Andrew Volpe, the band’s lead singer, seems to banter out his lyrics as much as he sings them. Throwing as many sardonic words as possible into every chorus, Volpe’s songwriting and vocal presentation are in a sort of “Rivers Cuomo meets Ben Folds, but with a serious case of Jack Black-esque odd, dark humor” mold. He has excellent stage presence and does a great job of getting audiences into his songs — be them slow love songs like “Sara’s Song,” party-packed epics like “Girls on Trampolines,” ear-pleasers like “Hum Along” or bitter angst-fests like “Good Will Hunting By Myself.”

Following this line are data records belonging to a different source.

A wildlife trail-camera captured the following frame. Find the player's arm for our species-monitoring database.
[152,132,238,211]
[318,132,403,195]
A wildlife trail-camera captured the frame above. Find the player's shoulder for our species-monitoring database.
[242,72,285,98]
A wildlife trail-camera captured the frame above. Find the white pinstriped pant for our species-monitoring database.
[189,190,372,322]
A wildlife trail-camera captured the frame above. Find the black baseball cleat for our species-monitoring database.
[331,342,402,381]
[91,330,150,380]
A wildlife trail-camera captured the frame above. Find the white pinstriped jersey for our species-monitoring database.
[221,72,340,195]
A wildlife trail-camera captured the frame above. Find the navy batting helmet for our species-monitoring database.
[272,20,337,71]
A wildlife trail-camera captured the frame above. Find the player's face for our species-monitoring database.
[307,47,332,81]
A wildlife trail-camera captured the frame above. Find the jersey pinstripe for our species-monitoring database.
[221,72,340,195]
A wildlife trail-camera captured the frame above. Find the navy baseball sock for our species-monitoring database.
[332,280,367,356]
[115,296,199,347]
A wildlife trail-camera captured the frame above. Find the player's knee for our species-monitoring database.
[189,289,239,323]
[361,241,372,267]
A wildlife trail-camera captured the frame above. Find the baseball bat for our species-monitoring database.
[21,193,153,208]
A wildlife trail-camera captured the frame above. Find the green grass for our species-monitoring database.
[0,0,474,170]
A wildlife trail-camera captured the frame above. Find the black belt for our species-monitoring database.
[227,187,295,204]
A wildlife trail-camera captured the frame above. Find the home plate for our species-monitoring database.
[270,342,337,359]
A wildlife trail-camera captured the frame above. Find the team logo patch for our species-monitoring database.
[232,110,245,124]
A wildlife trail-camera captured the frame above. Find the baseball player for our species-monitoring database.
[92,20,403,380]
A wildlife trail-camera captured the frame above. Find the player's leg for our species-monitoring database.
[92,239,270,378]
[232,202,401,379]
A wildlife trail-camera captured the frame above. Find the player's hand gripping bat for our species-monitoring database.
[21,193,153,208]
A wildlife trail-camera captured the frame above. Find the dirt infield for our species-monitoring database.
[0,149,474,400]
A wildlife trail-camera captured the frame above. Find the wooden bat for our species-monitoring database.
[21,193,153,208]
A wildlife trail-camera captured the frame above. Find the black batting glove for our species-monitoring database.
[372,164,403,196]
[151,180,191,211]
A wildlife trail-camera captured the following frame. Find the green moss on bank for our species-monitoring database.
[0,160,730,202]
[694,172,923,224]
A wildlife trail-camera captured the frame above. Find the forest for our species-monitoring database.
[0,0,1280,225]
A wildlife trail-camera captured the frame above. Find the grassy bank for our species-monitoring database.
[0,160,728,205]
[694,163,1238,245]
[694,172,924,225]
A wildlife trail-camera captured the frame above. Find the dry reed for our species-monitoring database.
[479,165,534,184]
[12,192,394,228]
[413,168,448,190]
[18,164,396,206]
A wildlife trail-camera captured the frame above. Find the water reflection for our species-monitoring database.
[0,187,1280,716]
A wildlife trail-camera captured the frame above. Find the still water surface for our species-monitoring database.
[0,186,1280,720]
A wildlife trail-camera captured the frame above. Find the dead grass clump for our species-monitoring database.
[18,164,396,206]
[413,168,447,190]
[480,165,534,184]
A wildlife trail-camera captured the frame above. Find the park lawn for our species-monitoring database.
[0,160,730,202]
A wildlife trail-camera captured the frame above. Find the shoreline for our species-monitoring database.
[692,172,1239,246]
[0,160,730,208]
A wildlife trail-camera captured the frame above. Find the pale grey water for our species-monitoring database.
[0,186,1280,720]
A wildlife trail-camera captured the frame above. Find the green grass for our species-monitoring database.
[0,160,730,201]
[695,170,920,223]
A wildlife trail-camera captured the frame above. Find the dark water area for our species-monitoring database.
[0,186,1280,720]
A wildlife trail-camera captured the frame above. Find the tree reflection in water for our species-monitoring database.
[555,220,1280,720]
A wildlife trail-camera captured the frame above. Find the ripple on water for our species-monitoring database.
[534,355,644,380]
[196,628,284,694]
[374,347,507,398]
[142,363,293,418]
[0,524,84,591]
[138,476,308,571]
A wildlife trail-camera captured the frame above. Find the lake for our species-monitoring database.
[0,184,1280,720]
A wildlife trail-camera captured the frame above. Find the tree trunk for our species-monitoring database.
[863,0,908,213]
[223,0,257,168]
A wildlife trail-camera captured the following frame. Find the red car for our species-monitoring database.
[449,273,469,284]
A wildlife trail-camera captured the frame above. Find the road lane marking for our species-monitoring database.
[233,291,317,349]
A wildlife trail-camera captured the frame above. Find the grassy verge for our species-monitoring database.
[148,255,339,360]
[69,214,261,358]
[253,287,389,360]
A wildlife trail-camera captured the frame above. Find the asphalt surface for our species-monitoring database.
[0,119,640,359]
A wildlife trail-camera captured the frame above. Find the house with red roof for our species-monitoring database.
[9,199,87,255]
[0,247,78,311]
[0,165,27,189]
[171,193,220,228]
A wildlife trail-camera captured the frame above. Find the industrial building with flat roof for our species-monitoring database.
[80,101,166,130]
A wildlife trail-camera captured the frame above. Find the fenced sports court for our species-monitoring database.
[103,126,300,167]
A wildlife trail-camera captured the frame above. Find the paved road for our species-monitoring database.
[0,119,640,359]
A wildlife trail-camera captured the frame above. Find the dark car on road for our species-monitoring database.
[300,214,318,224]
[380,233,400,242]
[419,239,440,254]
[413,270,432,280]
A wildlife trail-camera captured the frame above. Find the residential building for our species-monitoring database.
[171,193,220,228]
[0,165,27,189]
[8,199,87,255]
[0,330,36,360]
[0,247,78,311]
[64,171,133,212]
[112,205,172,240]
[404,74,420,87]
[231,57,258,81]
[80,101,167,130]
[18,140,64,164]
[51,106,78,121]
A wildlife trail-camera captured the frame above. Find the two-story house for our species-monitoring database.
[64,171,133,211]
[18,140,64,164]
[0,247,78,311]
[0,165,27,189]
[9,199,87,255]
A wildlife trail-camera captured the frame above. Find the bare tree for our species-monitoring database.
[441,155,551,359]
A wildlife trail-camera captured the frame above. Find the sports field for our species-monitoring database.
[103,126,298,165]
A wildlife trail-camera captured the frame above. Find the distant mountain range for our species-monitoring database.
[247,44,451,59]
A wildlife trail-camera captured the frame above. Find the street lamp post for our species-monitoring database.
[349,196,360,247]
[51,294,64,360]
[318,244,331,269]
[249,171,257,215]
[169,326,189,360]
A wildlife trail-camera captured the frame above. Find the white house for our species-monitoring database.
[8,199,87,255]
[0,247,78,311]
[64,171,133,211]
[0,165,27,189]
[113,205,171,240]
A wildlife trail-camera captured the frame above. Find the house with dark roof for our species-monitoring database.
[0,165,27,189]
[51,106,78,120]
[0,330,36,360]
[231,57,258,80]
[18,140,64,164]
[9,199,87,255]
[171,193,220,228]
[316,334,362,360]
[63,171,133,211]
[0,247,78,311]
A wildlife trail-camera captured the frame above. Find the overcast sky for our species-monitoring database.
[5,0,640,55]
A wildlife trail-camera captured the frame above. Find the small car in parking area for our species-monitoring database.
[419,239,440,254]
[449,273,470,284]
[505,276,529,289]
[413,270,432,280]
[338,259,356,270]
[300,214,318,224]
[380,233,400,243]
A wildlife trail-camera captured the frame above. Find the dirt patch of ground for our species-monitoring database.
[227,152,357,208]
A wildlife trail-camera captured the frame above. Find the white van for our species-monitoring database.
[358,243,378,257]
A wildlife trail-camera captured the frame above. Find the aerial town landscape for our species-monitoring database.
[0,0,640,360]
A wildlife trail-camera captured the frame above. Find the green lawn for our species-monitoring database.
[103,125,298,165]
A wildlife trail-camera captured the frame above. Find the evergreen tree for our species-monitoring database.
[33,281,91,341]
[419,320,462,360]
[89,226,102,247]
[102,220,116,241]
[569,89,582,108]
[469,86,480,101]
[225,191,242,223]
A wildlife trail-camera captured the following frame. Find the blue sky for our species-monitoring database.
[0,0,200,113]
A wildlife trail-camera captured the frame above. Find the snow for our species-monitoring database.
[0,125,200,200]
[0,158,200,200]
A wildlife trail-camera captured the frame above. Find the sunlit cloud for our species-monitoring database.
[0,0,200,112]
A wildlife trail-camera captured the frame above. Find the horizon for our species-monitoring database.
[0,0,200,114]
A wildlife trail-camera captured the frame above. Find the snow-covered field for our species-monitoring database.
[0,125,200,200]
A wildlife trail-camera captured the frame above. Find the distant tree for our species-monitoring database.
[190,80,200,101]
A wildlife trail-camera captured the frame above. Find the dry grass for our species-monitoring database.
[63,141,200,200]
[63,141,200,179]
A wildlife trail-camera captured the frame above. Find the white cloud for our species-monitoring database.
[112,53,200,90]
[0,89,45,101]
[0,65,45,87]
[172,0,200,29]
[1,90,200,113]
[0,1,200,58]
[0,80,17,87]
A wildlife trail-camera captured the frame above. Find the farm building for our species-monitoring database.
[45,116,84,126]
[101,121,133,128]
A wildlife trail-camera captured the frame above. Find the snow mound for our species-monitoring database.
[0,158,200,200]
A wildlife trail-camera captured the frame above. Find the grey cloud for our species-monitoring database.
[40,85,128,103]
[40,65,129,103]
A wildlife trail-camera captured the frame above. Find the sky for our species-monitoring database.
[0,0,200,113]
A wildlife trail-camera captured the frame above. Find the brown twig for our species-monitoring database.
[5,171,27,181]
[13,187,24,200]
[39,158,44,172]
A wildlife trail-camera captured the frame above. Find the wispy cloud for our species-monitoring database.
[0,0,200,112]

Tim Ferrell leads the band on guitar, playing powerful riffs to keep up with Volpe’s epic lyrical pieces. The hard-edged sound plays well with Volpe’s on-edge voice — the two complement each other and juxtapose each other in equal portions. Ferrell is undoubtedly talented on the guitar and hits his solos perfectly. But it’s when he’s playing simply, loudly and dominantly along with Volpe’s energetic whimpering that the music really takes off.

Added to the harmonic mix is Tim Convy’s bizarre, energetic presence on the synthesizer. Convy jumps around as much as he plays, and it’s not always clear if his energy or his keys is the more important contribution. When he belts out chords, he certainly brings a nice sound to the songs, and the energy he has on stage is contagious and helps bring even the most bashful of audience members in on the fun.

Keeping the sound from spinning (too far) out of control are Marshall Fanciullo and Matt Palermo, on the bass and drums, respectively. Fanciullo pounds out memorable bass lines that keep feet tapping for days, and Palermo shows rare feeling on the skins, keeping beat to the audience’s head nods (and/or bangs).

Ludo returns to Madison and to Luther’s Blues tonight at 9 p.m. Volpe and company play with The Dog and Everything, Early Means Two and This Is The End. Tickets are $5 at the door. The band’s self-titled debut can be bought on its website, www.ludorock.com.